You can append page, or content source (API) urls with token
query string parameter to enumerate and bypass CDN cache and trigger a page render. This will help you to get fresh logs generated for a render session. Example:
https://mysite.com/sports?token=1234 will be treated separately than https://mysite.com/sports at CDN cache and trigger a page render. Then the request-id header you can obtain from the fresh render should provide render logs for your troubleshooting purposes.
Common Scenarios You’ll Want to Use This For
Now, let me show you a few real-world issues where this is super helpful.
1. You’re Getting a 500 Error
You deploy a change. Your /sports page throws a 500. Browser doesn’t help. CLI to the rescue.
Pull the request ID from the page load, run view-logs, and check out the stack trace. Most of the time it points directly to the file and line where something blew up—like a bad fetch call, undefined prop, or content source error.
2. A Block is Rendering Blank
This one’s subtle. The page loads, but a block just… isn’t there. No error. No message. You even see it fine in preview.
Behind the scenes, something probably failed silently in the server-side render. Using view-logs, you can trace the issue—maybe a failed content source, or a bug that caused a React tree to unmount.
Once you find it in logs, you’ll know exactly what to fix.
3. Content Isn’t Updating (Stale Page)
Your content team just published updates, but the live site still shows the old version. Most of the time, this is a caching issue. But sometimes it’s deeper.

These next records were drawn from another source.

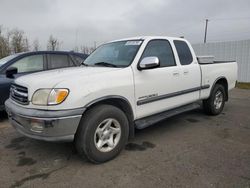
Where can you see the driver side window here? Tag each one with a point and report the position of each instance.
(161, 49)
(29, 64)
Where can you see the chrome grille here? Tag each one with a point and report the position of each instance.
(19, 94)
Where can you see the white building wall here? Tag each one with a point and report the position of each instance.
(233, 50)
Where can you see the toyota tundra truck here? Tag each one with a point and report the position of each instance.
(123, 85)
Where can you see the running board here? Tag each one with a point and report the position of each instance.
(150, 120)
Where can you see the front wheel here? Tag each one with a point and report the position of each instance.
(102, 134)
(215, 103)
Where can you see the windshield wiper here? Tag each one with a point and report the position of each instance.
(105, 64)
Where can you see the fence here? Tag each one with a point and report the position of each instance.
(233, 50)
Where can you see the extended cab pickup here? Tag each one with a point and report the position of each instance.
(123, 85)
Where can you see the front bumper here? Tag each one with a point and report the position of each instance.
(48, 125)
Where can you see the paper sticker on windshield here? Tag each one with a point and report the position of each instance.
(133, 42)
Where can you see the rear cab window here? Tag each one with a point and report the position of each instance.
(184, 53)
(162, 49)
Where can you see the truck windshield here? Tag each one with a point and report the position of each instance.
(6, 59)
(115, 54)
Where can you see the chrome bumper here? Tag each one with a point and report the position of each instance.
(48, 125)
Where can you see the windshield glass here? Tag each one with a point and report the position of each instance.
(6, 59)
(115, 54)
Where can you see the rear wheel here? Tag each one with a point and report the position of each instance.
(215, 103)
(102, 134)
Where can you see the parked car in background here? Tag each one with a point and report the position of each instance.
(16, 65)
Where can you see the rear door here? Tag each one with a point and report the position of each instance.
(156, 89)
(189, 70)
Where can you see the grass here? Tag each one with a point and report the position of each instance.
(243, 85)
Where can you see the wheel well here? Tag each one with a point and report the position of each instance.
(223, 82)
(121, 104)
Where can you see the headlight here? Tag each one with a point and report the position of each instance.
(49, 96)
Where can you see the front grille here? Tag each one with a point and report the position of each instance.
(19, 94)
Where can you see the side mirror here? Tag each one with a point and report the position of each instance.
(149, 63)
(10, 72)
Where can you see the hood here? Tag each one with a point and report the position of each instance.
(49, 79)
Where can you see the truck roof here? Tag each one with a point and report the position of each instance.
(148, 37)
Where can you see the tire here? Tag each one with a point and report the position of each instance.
(214, 105)
(93, 132)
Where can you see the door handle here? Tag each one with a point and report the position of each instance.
(176, 73)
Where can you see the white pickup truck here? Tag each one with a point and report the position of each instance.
(124, 84)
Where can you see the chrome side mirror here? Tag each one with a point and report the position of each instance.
(149, 63)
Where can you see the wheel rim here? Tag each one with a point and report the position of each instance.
(107, 135)
(218, 100)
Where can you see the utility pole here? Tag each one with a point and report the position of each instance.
(205, 37)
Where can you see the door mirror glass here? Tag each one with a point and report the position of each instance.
(149, 63)
(10, 72)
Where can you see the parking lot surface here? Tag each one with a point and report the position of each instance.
(188, 150)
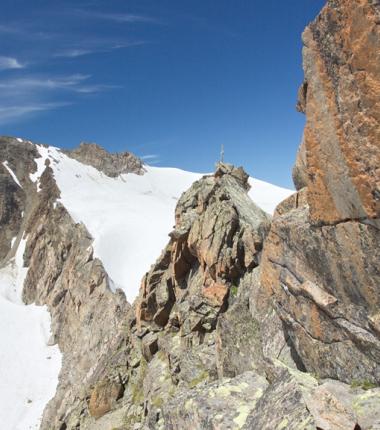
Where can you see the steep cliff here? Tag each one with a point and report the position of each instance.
(243, 321)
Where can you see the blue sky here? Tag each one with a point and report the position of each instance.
(170, 80)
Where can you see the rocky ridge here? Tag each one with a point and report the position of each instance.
(321, 259)
(243, 322)
(111, 164)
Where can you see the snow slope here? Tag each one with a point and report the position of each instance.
(29, 368)
(130, 216)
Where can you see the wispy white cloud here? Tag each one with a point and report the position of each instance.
(116, 17)
(12, 113)
(7, 63)
(23, 85)
(28, 95)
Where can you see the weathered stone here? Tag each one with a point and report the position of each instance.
(342, 133)
(224, 404)
(321, 260)
(111, 164)
(103, 396)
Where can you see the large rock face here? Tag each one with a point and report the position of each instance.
(62, 274)
(340, 97)
(322, 257)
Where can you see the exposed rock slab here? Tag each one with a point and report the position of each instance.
(112, 164)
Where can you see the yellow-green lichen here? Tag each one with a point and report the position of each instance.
(243, 412)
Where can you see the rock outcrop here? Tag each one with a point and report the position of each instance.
(243, 322)
(62, 274)
(322, 257)
(111, 164)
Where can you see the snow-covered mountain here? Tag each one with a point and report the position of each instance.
(131, 212)
(129, 217)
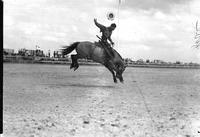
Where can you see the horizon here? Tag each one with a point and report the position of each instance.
(151, 30)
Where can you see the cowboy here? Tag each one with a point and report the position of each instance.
(106, 34)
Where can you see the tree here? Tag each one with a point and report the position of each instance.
(197, 36)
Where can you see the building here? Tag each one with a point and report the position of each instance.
(58, 54)
(8, 51)
(26, 52)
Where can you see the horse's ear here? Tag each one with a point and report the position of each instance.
(125, 64)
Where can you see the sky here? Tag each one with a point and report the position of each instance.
(148, 29)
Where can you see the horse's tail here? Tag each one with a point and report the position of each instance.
(70, 48)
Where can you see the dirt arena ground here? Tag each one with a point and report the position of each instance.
(54, 101)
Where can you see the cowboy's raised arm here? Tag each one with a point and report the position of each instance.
(109, 38)
(99, 25)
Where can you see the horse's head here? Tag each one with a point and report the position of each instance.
(121, 66)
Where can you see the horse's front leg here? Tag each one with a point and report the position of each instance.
(112, 71)
(74, 64)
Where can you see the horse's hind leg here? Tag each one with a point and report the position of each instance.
(74, 64)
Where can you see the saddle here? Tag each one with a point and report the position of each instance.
(106, 46)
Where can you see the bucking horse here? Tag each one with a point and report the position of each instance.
(98, 54)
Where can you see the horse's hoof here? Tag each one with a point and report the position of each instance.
(75, 68)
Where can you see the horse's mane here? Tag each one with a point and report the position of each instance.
(118, 54)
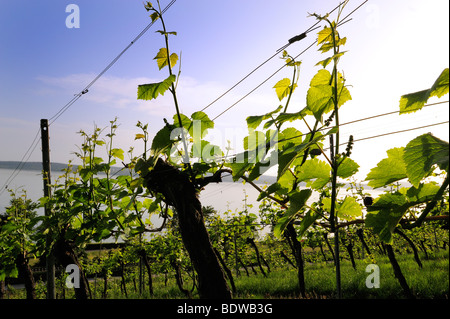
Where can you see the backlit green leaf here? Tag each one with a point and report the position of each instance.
(415, 101)
(388, 170)
(384, 215)
(151, 91)
(283, 88)
(422, 153)
(162, 59)
(347, 168)
(297, 202)
(314, 171)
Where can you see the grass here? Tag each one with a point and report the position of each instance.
(430, 282)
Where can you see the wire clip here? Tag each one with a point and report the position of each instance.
(297, 38)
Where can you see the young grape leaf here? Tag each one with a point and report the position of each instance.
(385, 213)
(388, 170)
(316, 170)
(162, 59)
(306, 222)
(151, 91)
(318, 97)
(422, 153)
(283, 88)
(347, 168)
(297, 202)
(203, 125)
(415, 101)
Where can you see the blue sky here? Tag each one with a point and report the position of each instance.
(395, 47)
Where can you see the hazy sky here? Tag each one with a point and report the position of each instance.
(394, 47)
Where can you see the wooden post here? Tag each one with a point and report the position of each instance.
(50, 262)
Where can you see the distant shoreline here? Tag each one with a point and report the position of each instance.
(58, 167)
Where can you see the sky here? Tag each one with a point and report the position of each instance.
(394, 48)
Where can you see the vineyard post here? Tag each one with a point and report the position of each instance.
(50, 260)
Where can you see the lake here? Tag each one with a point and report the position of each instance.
(222, 196)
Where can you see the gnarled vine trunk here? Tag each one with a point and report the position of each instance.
(179, 192)
(66, 256)
(26, 275)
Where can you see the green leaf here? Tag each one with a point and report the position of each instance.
(283, 88)
(162, 58)
(385, 213)
(327, 61)
(318, 98)
(161, 141)
(349, 209)
(117, 152)
(306, 222)
(139, 136)
(347, 168)
(205, 124)
(297, 202)
(315, 171)
(151, 91)
(388, 170)
(254, 121)
(424, 193)
(186, 122)
(289, 137)
(415, 101)
(422, 153)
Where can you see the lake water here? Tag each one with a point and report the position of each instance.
(222, 196)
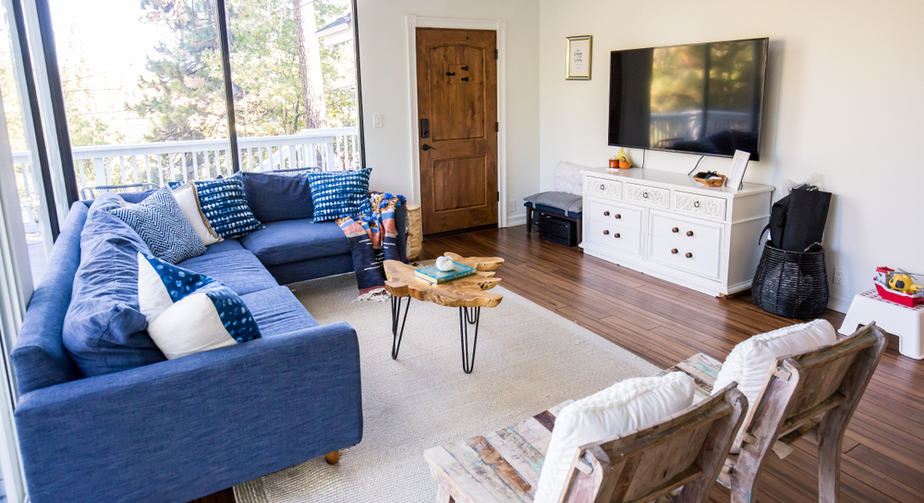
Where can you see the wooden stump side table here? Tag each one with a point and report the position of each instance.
(469, 294)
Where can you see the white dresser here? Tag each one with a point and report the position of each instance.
(666, 225)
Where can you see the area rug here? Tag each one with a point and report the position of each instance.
(528, 359)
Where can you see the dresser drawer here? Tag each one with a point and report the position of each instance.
(613, 214)
(652, 196)
(602, 187)
(700, 205)
(686, 233)
(611, 237)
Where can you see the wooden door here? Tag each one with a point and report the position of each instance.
(457, 124)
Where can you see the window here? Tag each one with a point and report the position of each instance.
(145, 95)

Force a fresh render using ?token=123, grab the new request ID, and inspect the logs. Was the new content actually fetched? Did the render context match what you expected?
This helps you pinpoint whether it’s a cache config issue, a bug in the data layer, or something else.
You can use this command against internal preview URLs, pre-production domains, or even production environments. It works whether you’re testing new bundle deployments or debugging something that’s already live.
Just make sure you grab the right request ID, make sure your CLI credentials match with the environment you’re checking logs from, and run the view-logs command.
The view-logs command gives developers the observability they need—without the overhead. It’s CLI-first, easy to use, and designed to integrate directly into your debugging flow.
Let us know what you think. And if there’s something else you’d like to see added to the CLI, we’re listening.